Today we report in Nature Biotechnology the design of custom protein-based biosensors that can detect coronavirus-neutralizing antibodies in blood. This research, which builds on prior sensor design technology developed in the Baker lab, was led by Baker lab postdoctoral scholars Jason Zhang, PhD, and Hsien-Wei (Andy) Yeh, PhD.
From Behind the Paper:
[W]e utilized the de novo designed LOCKR (Latching, Orthogonal Cage/Key pRotein) system as a biosensor for measuring SARS-CoV-2 components and antibodies. The two-state LOCKR system is designed to be switchable, thus ideal for use as a biosensor2. LOCKR contains 2 proteins: 1) Cage protein: contains a 5-helical cage domain tethered to and interacting with the 1-helical latch domain, 2): Key protein: contains the 1-helical key domain that also has affinity to the cage domain. To transform LOCKR into a sensor for SARS-CoV-2 components (specifically the receptor binding domain (RBD) from the spike protein), a de novo designed binder (with picomolar affinity) to RBD called LCB13 was embedded on the end of the latch so that binding of RBD to LCB1 weakens the binding between cage and latch domains, strengthening the binding between cage and key domains, and thus allowing for the 2 LOCKR proteins to associate.

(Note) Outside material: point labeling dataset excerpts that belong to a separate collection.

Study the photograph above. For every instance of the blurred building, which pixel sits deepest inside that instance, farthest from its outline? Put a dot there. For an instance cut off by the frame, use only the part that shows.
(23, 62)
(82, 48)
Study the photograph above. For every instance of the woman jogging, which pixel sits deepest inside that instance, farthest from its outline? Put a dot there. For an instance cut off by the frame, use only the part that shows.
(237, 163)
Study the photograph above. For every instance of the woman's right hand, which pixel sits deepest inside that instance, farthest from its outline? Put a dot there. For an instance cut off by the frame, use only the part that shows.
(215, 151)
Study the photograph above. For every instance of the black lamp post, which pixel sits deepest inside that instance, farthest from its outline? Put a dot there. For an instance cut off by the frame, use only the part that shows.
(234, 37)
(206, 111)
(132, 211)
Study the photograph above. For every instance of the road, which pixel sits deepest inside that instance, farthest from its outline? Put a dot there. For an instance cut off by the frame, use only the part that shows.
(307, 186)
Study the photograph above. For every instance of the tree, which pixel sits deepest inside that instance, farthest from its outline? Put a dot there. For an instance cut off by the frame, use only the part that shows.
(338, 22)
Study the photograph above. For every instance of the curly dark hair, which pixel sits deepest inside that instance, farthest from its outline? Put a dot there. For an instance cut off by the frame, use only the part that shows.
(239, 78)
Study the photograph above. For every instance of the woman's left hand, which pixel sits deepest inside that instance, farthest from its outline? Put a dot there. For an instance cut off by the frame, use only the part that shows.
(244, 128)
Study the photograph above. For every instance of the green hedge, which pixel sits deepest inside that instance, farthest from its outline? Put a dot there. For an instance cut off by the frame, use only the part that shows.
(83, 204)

To allow for readout of this binding event, split luciferase was added to the LOCKR proteins where the smaller bit was embedded in the latch and the larger portion attached to the end of the key protein. For this RBD sensor, the cage protein is called lucCageRBD and the key protein is called lucKey2. Thus, increased amounts of RBD binding to LCB1 in the cage protein translates to increased bioluminescence from the now reconstituted luciferase.